What about MIF files - will WP2 have those? I hope so - I use them all the time when I use Frame. (MIF files let you see the guts of a document file, so you can make quasi-programmatic changes. (Think command-line power. You don't realize what a small percentage of the total document you are working with until you see a MIF file.) I suspect a WP2 file will have MIF files, but it will look like a Word file saved as "HTML"; there is so much extra Microsoft stuff in there, you might as well have just gone for the .txt version…

File Capacity

What about file capacity? How big can a WP2 file expected to be? I always act as if 500 pages and 5 mg is about a much a burden as I should be asking a single Papa Word file to carry. (Files have crashed Word with much smaller specs, of course, but in general, those are the numbers I use.) FrameMaker may have a size constraint, but I have never encountered one. (And I go up pretty high; I have done multi-volume reference manuals in the 100's of pages, with files over 10 mg, etc.) I will guess that WP2's file capacity will be large. Not FrameMaker large, but very large.

Backward Compatibility

Backward compatibility is another key issue. Word has been excellent at it over the years, Frame just OK. (For many versions, I could go back into an earlier version of Word and come back into the latest version; with Frame, it was generally a one-way proposition.) I suspect WP2 will read Papa Word and Mama Frame files, and it will write Word- and Frame-compatible files, but once you create a WP2 file with certain features, going backwards will be impossible. Papa Word will never know what to do with a request to see its underwear drawer (MIF file), while Frame will still make you go through three or four clicks just to start a simple file.

Release Date

When will little WP2 be born? And what about brothers and sisters? I am guessing that the first (therefore unusable) release of WP2 will be next summer sometime. It will Version 1.0 and it will crash when you try and generate an index. An update will be available quickly, and 2.0 will be out in 2007.

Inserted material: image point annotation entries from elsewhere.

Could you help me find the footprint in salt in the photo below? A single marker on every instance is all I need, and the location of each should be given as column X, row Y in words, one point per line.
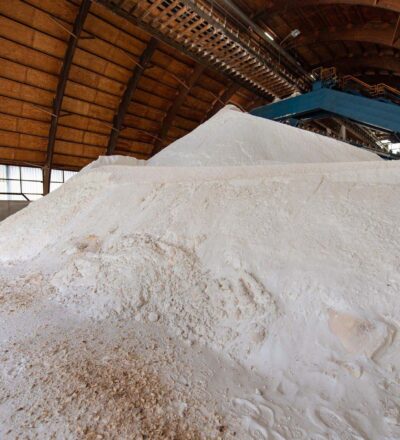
column 256, row 418
column 337, row 424
column 256, row 430
column 359, row 336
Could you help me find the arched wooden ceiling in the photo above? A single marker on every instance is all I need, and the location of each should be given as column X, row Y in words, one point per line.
column 76, row 80
column 359, row 37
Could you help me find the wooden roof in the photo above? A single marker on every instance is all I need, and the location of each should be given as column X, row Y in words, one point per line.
column 80, row 78
column 166, row 103
column 358, row 37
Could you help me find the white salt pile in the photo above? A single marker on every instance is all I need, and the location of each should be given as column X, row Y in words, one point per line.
column 228, row 297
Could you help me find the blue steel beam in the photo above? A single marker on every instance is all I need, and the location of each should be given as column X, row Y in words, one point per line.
column 368, row 111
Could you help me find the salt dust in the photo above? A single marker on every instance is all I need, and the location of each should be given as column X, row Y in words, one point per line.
column 243, row 283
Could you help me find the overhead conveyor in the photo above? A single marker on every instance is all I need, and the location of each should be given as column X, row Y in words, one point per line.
column 377, row 107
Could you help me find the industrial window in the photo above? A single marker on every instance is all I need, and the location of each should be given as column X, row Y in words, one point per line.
column 26, row 183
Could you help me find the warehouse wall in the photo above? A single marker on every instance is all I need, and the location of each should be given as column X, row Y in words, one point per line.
column 8, row 208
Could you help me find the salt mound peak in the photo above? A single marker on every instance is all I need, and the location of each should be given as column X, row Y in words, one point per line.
column 234, row 138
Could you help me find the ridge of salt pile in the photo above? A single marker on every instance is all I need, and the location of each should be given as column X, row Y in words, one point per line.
column 252, row 301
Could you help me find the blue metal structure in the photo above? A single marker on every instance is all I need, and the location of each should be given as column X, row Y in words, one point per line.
column 324, row 101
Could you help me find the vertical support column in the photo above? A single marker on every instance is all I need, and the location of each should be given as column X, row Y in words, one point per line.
column 343, row 132
column 62, row 83
column 183, row 92
column 137, row 73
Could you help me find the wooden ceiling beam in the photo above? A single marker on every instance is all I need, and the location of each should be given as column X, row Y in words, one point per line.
column 396, row 33
column 351, row 64
column 183, row 92
column 140, row 67
column 281, row 6
column 364, row 34
column 62, row 83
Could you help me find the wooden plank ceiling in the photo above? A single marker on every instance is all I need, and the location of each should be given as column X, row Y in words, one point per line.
column 37, row 37
column 358, row 37
column 78, row 80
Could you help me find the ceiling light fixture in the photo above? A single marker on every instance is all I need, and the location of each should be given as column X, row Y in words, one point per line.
column 269, row 35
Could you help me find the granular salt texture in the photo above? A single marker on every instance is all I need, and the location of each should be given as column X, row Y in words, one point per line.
column 235, row 138
column 259, row 301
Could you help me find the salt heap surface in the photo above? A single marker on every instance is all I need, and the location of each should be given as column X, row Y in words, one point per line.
column 231, row 293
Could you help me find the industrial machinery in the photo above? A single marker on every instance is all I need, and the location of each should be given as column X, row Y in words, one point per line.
column 370, row 109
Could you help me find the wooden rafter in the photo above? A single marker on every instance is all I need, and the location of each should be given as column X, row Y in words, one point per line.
column 137, row 73
column 396, row 33
column 364, row 34
column 183, row 92
column 362, row 63
column 62, row 83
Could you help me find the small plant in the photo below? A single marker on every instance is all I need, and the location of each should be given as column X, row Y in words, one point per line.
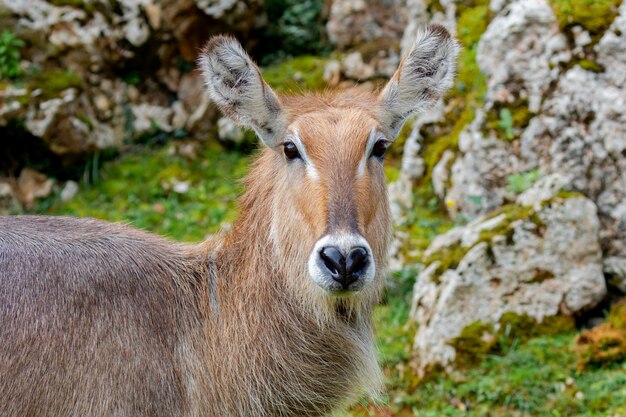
column 506, row 123
column 10, row 55
column 518, row 183
column 295, row 28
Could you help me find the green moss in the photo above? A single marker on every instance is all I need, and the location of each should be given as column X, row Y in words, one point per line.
column 590, row 65
column 564, row 194
column 472, row 24
column 423, row 223
column 469, row 91
column 508, row 120
column 475, row 341
column 519, row 182
column 136, row 188
column 87, row 6
column 604, row 345
column 10, row 55
column 478, row 339
column 304, row 73
column 593, row 15
column 448, row 257
column 511, row 213
column 52, row 83
column 434, row 6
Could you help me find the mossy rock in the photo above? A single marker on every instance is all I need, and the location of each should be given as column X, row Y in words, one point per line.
column 52, row 83
column 594, row 16
column 450, row 256
column 478, row 339
column 87, row 6
column 469, row 89
column 304, row 73
column 508, row 120
column 475, row 341
column 603, row 345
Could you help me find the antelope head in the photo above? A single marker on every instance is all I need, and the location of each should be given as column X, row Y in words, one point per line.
column 329, row 215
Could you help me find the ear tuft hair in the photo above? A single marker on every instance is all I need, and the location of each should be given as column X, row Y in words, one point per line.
column 424, row 75
column 234, row 83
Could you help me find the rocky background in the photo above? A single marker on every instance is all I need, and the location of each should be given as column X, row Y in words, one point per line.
column 509, row 196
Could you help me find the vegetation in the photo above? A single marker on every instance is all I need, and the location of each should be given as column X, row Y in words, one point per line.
column 593, row 15
column 524, row 371
column 473, row 16
column 516, row 368
column 294, row 28
column 518, row 183
column 304, row 73
column 10, row 55
column 163, row 190
column 52, row 83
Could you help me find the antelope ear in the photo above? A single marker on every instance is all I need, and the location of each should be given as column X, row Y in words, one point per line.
column 425, row 73
column 235, row 84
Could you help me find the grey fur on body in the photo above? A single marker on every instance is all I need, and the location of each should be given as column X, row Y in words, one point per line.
column 100, row 319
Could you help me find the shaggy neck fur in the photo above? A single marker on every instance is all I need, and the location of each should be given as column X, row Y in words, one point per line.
column 280, row 360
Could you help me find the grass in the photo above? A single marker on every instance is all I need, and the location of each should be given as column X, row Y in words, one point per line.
column 533, row 376
column 139, row 188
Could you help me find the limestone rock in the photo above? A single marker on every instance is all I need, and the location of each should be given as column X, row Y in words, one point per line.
column 547, row 262
column 33, row 185
column 522, row 44
column 354, row 22
column 579, row 124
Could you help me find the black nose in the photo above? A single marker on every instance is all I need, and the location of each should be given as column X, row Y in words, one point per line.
column 345, row 270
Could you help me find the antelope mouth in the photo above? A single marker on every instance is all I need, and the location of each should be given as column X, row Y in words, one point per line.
column 342, row 265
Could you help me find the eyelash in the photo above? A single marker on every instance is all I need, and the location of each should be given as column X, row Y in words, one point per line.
column 291, row 151
column 380, row 148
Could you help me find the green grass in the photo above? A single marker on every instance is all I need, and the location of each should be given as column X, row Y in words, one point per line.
column 137, row 188
column 535, row 378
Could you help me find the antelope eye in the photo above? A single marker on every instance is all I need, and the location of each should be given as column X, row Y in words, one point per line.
column 291, row 151
column 380, row 147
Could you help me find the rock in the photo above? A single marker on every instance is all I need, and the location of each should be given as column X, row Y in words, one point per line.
column 522, row 44
column 33, row 185
column 575, row 123
column 180, row 187
column 611, row 50
column 615, row 269
column 148, row 117
column 354, row 67
column 543, row 190
column 8, row 198
column 540, row 263
column 354, row 22
column 69, row 191
column 332, row 73
column 92, row 71
column 229, row 131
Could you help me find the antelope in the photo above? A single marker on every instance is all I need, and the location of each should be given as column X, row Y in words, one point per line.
column 272, row 318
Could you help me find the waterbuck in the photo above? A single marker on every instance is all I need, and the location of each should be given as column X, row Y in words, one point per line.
column 269, row 319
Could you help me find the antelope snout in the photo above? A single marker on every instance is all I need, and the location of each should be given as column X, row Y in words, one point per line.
column 342, row 263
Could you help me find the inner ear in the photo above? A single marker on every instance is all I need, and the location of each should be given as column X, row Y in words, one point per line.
column 424, row 75
column 234, row 83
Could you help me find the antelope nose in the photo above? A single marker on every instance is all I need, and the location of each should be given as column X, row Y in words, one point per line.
column 344, row 269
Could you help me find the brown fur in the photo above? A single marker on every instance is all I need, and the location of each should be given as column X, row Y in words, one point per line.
column 100, row 319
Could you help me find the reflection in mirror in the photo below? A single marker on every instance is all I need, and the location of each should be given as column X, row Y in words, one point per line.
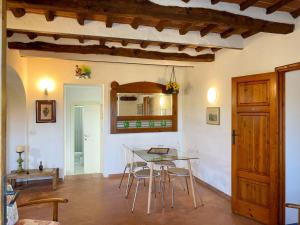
column 138, row 104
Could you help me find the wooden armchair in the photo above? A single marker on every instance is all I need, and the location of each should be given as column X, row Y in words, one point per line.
column 295, row 206
column 12, row 209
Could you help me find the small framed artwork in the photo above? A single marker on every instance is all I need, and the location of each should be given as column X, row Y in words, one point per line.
column 45, row 111
column 213, row 115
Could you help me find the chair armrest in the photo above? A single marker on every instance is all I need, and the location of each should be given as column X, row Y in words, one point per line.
column 43, row 201
column 54, row 201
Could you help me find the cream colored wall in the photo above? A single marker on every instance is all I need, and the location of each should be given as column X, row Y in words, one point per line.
column 46, row 141
column 263, row 52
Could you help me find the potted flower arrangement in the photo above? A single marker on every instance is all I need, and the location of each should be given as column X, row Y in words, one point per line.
column 172, row 86
column 83, row 72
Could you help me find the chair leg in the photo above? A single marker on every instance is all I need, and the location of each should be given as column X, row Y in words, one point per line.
column 123, row 176
column 136, row 190
column 187, row 185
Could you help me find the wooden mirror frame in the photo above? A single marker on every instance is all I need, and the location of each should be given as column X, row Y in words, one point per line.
column 144, row 88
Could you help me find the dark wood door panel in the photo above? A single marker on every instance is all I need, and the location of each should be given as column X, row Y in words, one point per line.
column 255, row 148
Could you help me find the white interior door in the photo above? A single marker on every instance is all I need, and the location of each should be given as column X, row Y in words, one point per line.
column 91, row 129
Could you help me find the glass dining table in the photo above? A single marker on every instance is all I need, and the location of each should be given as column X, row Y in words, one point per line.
column 172, row 155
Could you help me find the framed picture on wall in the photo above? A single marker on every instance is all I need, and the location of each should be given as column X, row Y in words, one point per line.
column 45, row 111
column 213, row 115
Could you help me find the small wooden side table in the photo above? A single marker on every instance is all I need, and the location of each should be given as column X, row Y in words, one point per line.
column 35, row 173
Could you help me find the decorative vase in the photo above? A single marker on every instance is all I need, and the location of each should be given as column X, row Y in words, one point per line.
column 41, row 167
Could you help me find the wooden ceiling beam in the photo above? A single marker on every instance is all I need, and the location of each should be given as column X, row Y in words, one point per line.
column 185, row 28
column 228, row 33
column 101, row 39
column 213, row 2
column 277, row 6
column 207, row 29
column 18, row 12
column 149, row 11
column 296, row 13
column 98, row 49
column 246, row 4
column 49, row 15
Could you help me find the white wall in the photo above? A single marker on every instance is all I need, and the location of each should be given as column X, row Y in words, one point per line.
column 46, row 141
column 16, row 107
column 263, row 53
column 292, row 143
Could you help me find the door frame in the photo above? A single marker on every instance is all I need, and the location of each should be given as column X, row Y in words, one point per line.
column 281, row 72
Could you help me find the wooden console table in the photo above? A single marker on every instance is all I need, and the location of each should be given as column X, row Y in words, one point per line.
column 35, row 173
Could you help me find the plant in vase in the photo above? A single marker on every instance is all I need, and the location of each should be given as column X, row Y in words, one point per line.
column 172, row 86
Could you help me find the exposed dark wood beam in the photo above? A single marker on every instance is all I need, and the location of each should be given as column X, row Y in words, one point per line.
column 135, row 23
column 145, row 44
column 165, row 45
column 199, row 49
column 185, row 28
column 248, row 34
column 228, row 33
column 122, row 10
column 18, row 12
column 246, row 4
column 49, row 15
column 215, row 1
column 207, row 29
column 277, row 6
column 80, row 19
column 108, row 22
column 31, row 35
column 296, row 13
column 98, row 49
column 101, row 39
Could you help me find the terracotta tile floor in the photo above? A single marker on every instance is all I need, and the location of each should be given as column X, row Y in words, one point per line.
column 94, row 200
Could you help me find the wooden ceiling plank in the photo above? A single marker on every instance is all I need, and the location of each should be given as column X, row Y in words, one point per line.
column 227, row 33
column 277, row 6
column 185, row 28
column 153, row 12
column 18, row 12
column 207, row 29
column 296, row 13
column 182, row 47
column 247, row 3
column 98, row 49
column 49, row 15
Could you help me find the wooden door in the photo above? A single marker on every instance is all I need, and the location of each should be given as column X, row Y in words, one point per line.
column 255, row 148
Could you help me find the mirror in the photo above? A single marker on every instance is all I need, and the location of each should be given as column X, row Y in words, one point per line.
column 142, row 107
column 138, row 104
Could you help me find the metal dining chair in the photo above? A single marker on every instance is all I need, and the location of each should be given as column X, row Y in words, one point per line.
column 130, row 166
column 142, row 175
column 178, row 172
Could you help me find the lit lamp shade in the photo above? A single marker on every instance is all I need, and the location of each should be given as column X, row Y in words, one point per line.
column 20, row 149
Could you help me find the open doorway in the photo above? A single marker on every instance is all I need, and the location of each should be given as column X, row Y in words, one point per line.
column 83, row 129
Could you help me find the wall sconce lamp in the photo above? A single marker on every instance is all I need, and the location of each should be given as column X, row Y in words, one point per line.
column 46, row 85
column 212, row 95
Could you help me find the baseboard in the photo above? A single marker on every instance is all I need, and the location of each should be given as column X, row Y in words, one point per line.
column 212, row 188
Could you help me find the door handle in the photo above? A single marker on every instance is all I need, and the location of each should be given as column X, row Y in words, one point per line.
column 234, row 135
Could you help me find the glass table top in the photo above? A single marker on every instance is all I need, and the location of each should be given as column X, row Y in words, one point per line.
column 171, row 156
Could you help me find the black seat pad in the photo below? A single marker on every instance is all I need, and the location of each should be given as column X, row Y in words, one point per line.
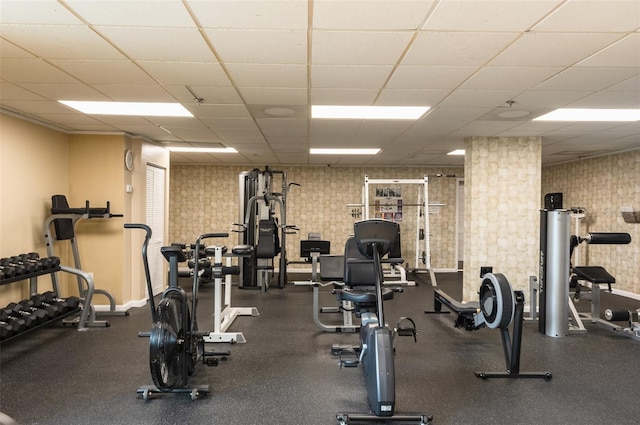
column 594, row 274
column 364, row 297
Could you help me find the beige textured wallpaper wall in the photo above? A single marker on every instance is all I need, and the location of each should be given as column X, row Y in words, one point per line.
column 204, row 198
column 603, row 185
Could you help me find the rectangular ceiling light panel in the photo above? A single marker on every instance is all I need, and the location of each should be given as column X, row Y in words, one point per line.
column 579, row 114
column 317, row 151
column 202, row 150
column 145, row 109
column 368, row 112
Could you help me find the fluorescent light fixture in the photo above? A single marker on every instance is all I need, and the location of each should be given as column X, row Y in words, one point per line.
column 583, row 114
column 316, row 151
column 368, row 112
column 146, row 109
column 202, row 150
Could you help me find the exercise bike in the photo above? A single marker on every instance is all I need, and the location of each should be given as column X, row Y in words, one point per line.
column 373, row 239
column 175, row 344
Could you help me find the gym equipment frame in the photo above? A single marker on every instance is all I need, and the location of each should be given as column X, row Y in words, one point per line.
column 375, row 352
column 175, row 344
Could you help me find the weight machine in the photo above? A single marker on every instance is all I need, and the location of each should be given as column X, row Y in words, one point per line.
column 175, row 343
column 363, row 268
column 64, row 221
column 260, row 228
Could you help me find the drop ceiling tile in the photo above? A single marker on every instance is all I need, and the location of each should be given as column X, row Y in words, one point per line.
column 495, row 15
column 613, row 99
column 358, row 47
column 211, row 95
column 370, row 15
column 207, row 110
column 33, row 71
column 268, row 75
column 44, row 11
column 10, row 91
column 160, row 44
column 215, row 123
column 408, row 97
column 263, row 14
column 594, row 16
column 549, row 98
column 478, row 98
column 54, row 91
column 558, row 49
column 134, row 92
column 60, row 42
column 349, row 77
column 256, row 46
column 623, row 53
column 274, row 96
column 342, row 96
column 104, row 71
column 11, row 51
column 590, row 78
column 456, row 48
column 504, row 78
column 186, row 73
column 36, row 106
column 429, row 77
column 170, row 13
column 283, row 126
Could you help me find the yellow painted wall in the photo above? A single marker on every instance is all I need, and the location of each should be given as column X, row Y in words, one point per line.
column 34, row 163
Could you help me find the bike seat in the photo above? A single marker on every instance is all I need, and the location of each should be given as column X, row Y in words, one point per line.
column 363, row 297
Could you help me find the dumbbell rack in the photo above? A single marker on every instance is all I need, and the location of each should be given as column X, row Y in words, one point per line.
column 33, row 288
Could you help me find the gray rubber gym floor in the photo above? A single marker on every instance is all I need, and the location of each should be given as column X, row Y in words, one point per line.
column 285, row 374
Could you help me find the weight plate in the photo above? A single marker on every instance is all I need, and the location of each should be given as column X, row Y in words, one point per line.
column 166, row 345
column 497, row 302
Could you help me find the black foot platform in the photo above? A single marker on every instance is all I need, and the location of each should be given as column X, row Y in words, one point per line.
column 487, row 375
column 420, row 418
column 194, row 392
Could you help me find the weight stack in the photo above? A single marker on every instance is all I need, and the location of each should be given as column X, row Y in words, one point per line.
column 554, row 273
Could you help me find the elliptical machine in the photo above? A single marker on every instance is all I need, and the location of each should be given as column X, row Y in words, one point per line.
column 175, row 344
column 375, row 352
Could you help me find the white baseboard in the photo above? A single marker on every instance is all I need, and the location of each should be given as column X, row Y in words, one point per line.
column 121, row 307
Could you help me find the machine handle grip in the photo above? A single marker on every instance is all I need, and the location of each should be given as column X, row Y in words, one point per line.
column 600, row 238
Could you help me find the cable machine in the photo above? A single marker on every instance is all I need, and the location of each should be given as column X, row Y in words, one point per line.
column 422, row 237
column 261, row 228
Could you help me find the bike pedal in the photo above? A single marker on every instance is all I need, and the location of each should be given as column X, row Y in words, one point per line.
column 407, row 329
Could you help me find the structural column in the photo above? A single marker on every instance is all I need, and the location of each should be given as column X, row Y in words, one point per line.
column 502, row 204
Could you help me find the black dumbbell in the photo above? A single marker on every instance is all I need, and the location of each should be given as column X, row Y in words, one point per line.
column 50, row 312
column 28, row 267
column 18, row 269
column 32, row 258
column 29, row 320
column 6, row 330
column 8, row 271
column 36, row 315
column 18, row 324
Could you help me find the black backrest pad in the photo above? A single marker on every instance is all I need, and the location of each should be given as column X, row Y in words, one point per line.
column 382, row 233
column 62, row 226
column 358, row 269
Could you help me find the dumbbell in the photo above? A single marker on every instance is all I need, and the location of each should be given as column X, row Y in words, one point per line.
column 49, row 298
column 6, row 330
column 32, row 258
column 51, row 312
column 29, row 320
column 28, row 266
column 11, row 270
column 23, row 309
column 18, row 324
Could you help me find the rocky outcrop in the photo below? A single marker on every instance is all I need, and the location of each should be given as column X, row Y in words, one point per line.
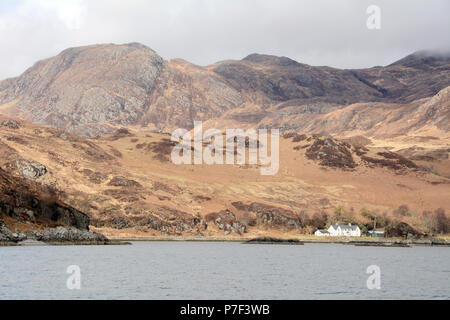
column 30, row 169
column 34, row 207
column 270, row 216
column 66, row 234
column 227, row 221
column 91, row 90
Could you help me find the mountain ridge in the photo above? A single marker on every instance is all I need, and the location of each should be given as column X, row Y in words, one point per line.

I also guess that WP2 will not be part of the Basic Office Suite. You will be able to buy WP2 with Word, Visio and PowerPoint, but you'd better check your company's credit limit first. It will be part of the Microsoft Ultra Deluxe, Turbo Edition of "Office". There are a lot of people who are using Word and want some of Frame's power. They may not even know Frame exists, or don't want to rock the department boat, or have a boss who thinks an Index and a Table of Contents are the same thing…

Corporate Purchase Decision Process

How will companies decide which products to buy? In 2008, I envision the following scenario: MegaCorp buys 35 WP2 licenses and 120 Word licenses. (FrameMaker has been swept up into the Redmond Goliath, and things like true MIF files are just a distant memory.) The 35 licenses are for the following users: they have 25 writers in Tech Pubs, 3 managers and 7 geeks around the company who want As Much Writing Power As Possible. The 120 licenses are for the Rest of the Company, including those employees who word process their way through the day (like CEOs, etc.)

Final Issue

Name, cost, OS, features, learning curve, failings, MIF files, file capacity, backward compatibility, release date, popularity - when evaluating a documentation program like Word or Frame, what else is there? Oh, one more thing: What will you give them as a wedding present? How about a gift certificate for your company's services? I suspect there will be a lot of file conversion happening in the next couple of years.